The Transformer design has shown to be very successful for a wide range of NLP applications, leading to its widespread acceptance in the field. In recent years, there has been growing interest in using Transformers for a variety of other applications beyond NLP, including computer vision. At the same time, the use of deep learning techniques in the field of science has become common, with the introduction of Physics-informed neural networks (PINNs). In this context, I use both techniques together, in this project, to find Dark Matter substructures in observations, extracting features of physical meaning from the observations (images) and, then, concatenating them to be process by a Vision Transformer (ViT) neural network.
First, we need to process incoming images. By finding the region of interest (and then the possible observation of dark matter interaction), we can crop out the most important part of the image. When performing a rotation, we also decrease the space of symmetries (since we minimize the rotational symmetry), which turns rotated images into similar images and facilitates model learning.
Next, we will take some features induced by physical knowledge of the problem. The area occupied in the observation of the Dark Matter substructure is a characteristic of this substructure, as well as the number of points of greater luminosity. These features have value for model prediction and will be added to the neural network.
The final architecture is inspired by the Vision Transformers for Small-Size Datasets, using innovations proposed by this paper, such as the Shifted Patch Tokenization (SPT) layer and Locally Multihead Attention (LMHA), which facilitate the learning of the ViT. The final model was, then, totally implemented in Pytorch.

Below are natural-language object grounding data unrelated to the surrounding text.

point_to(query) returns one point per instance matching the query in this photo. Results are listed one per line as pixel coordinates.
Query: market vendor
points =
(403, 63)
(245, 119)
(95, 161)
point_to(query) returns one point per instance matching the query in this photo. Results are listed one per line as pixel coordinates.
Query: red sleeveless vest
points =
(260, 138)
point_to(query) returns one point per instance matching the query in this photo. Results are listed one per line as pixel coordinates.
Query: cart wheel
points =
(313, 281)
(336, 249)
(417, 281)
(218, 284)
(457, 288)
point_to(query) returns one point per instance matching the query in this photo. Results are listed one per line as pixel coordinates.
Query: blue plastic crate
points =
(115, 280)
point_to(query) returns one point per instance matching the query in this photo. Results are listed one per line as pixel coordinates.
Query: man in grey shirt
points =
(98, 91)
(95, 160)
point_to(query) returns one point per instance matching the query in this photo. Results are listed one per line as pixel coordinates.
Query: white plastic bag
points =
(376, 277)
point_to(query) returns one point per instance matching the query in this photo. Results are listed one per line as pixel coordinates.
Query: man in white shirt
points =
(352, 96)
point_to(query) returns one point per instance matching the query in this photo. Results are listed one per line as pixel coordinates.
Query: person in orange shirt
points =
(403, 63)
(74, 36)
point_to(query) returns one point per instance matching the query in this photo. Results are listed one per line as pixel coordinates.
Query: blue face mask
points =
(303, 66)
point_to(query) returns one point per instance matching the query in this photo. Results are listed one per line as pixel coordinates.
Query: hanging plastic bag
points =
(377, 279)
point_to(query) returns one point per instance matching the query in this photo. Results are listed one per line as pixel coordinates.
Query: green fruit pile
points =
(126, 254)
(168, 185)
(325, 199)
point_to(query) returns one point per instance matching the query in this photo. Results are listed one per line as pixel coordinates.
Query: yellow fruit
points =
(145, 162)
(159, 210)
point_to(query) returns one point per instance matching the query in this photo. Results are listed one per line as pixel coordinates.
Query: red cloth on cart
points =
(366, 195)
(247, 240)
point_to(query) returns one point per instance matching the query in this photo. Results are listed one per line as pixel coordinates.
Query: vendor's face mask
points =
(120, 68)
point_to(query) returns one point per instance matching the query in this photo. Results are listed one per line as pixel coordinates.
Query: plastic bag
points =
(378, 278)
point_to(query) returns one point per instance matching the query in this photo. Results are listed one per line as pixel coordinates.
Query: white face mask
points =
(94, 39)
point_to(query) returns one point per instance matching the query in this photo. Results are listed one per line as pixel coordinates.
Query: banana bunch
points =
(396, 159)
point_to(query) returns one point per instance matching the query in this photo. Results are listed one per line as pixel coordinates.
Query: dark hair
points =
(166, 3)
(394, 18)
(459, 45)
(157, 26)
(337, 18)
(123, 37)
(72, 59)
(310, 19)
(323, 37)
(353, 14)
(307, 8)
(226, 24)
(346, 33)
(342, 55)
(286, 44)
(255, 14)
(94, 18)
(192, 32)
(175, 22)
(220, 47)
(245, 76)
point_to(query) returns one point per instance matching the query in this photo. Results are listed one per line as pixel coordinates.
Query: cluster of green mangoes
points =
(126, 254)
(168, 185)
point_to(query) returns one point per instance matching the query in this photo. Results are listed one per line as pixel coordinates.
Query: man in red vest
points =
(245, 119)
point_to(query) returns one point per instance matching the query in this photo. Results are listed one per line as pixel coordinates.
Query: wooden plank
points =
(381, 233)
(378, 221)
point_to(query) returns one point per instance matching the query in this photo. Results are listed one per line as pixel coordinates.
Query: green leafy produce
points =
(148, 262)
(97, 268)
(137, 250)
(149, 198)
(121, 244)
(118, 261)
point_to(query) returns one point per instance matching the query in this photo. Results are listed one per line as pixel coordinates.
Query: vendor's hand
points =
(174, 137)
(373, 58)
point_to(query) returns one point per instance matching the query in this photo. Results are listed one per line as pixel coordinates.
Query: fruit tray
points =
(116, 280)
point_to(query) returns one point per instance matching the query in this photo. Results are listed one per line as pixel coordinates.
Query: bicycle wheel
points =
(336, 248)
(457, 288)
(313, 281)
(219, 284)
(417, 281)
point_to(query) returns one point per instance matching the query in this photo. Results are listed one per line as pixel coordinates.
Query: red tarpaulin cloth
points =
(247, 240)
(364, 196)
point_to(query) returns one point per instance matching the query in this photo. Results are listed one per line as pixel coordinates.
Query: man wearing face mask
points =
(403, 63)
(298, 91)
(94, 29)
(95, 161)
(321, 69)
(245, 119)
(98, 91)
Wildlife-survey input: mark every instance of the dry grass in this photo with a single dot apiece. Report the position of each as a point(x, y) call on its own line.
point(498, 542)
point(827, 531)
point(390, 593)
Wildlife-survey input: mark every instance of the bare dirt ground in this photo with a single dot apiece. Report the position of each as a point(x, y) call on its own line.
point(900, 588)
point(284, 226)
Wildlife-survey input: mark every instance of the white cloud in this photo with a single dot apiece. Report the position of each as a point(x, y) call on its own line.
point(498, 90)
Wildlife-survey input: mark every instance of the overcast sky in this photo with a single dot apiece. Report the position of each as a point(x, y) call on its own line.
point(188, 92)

Since visual transformers are sensitive to some of their hyperparameters, Baysian optimization was performed on some of them. For the proposed transformer in question, the learning rate proved to be of very important optimization, since the transformer could not train
Below, find the plot of the negative ROC-AUC of the model versus the number of iterations. We can see that the optimization was effective, when we left a model with ROC-AUC=0.85 (not in the graph) to the final model with ROC-AUC=0.91.
After the final training, the Transformer performed with a ROC-AUC of 0.956, a high value, showing the good performance of the technique used, approaching the ideal ROC curve, as can be seen in the graph.
These results are impressive and show the power of combining classical features (inspired by physical meaning), Machine Learning and Metaheuristic Optimization.